KPK Batal Panggil Kaesang sebab Bukan Pejabat Negara, Mahfud MD Ingatkan Soal Rafael Alun

JAKARTA – Mantan Menteri Koordinator Lingkup Hukum, Politik, serta Keselamatan (Menko Polhukam) Mahfud MD menegaskan bahwa Komisi Pemberantasan Korupsi (KPK) tidaklah dapat dipaksa untuk memanggil putra bungsu Presiden Joko Widodo (Jokowi) Kaesang Pangarep terkait dugaan gratifikasi pemanfaatan jet pribadi. Pemanggilan Kaesang tergantung itikad KPK.
“Jadi, sekali lagi, tentu kita tak mampu memaksa KPK memanggil Kaesang. Tergantung i’tikad KPK saja,” kata Mahfud MD melalui Instagramnya, @mohmahfudmd sebagaimana dilihat, Hari Sabtu (7/9/2024).
Jika alasan KPK tak memanggil Kaesang Pangarepkarena tidak pejabat negara, maka menurut Mahfud MD perlu ada koreksi di persoalan tersebut.
“Pertama, itu ahistorik. Banyak koruptor yg terlacak stih anak atau isterinya yg ben pejabat diperiksa,” tuturnya.
Mahfud MD mencontohkan, RA alias Rafael Alun orang pejabat Eselon III Kementerian Keuangan (Kemenkeu) pada waktu ini mendekam di area penjara. Dia ketahuan korupsi setelahnya anaknya, Mario Dandy yang hedon juga flexing ditangkap, Mario dengan mengakibatkan mobil mewah menganiaya seseorang.
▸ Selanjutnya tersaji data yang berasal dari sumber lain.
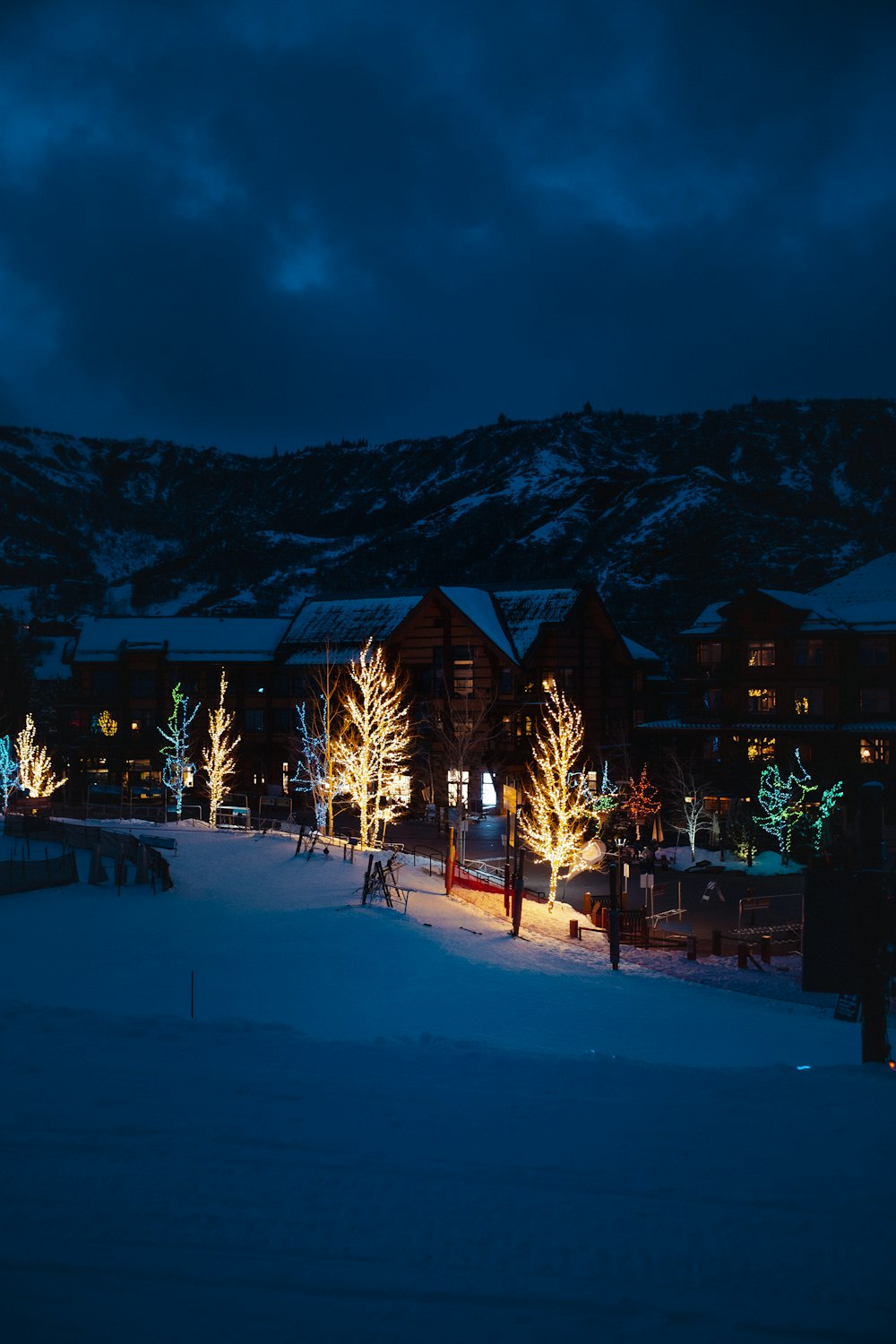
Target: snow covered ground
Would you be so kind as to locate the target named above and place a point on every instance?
(386, 1125)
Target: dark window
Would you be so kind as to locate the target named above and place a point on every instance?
(462, 671)
(874, 650)
(874, 699)
(708, 655)
(809, 653)
(104, 682)
(281, 682)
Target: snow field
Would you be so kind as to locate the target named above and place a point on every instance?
(387, 1126)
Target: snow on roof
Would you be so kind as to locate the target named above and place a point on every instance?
(344, 625)
(708, 621)
(525, 610)
(187, 639)
(817, 613)
(479, 607)
(48, 661)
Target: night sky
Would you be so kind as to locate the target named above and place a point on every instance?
(250, 223)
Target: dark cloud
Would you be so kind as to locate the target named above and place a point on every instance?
(252, 222)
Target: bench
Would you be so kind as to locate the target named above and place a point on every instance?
(160, 841)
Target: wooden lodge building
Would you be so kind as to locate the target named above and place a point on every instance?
(770, 672)
(476, 661)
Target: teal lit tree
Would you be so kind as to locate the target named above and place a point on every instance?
(314, 771)
(8, 773)
(788, 806)
(603, 800)
(179, 771)
(829, 800)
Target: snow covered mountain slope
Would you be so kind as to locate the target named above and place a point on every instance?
(664, 513)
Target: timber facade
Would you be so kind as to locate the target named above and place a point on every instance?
(477, 666)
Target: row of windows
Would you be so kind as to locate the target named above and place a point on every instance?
(809, 702)
(762, 750)
(144, 683)
(874, 650)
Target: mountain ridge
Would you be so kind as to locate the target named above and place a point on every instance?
(662, 513)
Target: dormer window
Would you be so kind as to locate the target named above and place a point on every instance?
(761, 653)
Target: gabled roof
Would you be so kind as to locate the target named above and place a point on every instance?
(817, 613)
(478, 607)
(710, 620)
(187, 639)
(525, 610)
(638, 650)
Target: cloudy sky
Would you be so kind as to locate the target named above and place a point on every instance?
(246, 222)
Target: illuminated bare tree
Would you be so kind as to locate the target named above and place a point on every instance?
(460, 731)
(559, 814)
(686, 801)
(8, 773)
(317, 768)
(220, 760)
(374, 744)
(641, 801)
(35, 769)
(177, 768)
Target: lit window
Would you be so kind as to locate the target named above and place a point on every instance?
(874, 750)
(809, 702)
(708, 653)
(809, 653)
(761, 699)
(761, 653)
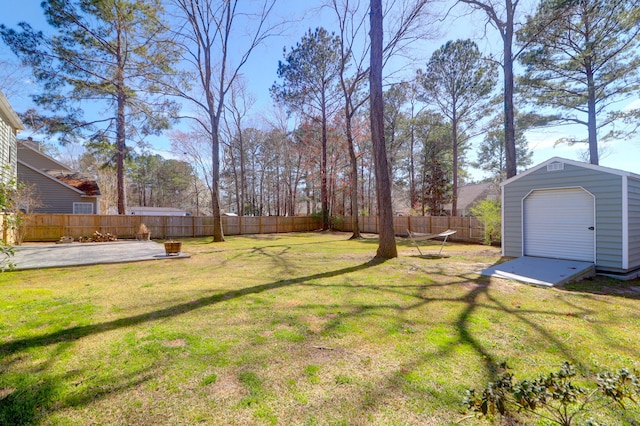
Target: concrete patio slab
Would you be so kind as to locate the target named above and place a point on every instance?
(541, 271)
(40, 256)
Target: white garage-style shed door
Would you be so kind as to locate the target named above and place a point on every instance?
(560, 224)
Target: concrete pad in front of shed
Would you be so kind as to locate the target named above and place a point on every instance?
(541, 271)
(39, 256)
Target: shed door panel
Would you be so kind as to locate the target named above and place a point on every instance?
(557, 224)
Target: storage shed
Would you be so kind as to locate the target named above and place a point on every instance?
(564, 209)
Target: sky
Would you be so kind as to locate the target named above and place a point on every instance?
(261, 72)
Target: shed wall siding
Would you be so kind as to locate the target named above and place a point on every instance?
(634, 223)
(55, 197)
(607, 189)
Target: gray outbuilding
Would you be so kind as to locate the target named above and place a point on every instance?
(565, 209)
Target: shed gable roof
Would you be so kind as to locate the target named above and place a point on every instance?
(594, 167)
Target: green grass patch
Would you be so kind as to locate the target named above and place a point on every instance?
(294, 329)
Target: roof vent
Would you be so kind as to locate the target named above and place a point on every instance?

“KPK melacak kaitan harta lalu jabatan ayah si anak: ternyata hasil korupsi. KPK memproses, lalu RA dipenjarakan,” katanya.
Mahfud menambahkan, apabila alasan tak dipanggilnya Kaesang oleh sebab itu beliau bukanlah pejabat, maka ke depan setiap pejabat yang mendapatkan gratifikasi bisa saja melalui anak atau keluarganya.
“Kedua, kalau alasan belaka krn bkn pejabat (padahal patut diduga) lalu dianggap tak bisa saja diproses maka nanti bisa jadi setiap pejabat memohon pemberi gratifikasi untuk menyerahkan ke anak atau keluarganya. Hal ini sudah ada dinyatakan oleh pimpinan KPK via Alex Marwata serta Pimpinan PuKat UGM,” kata Mahfud.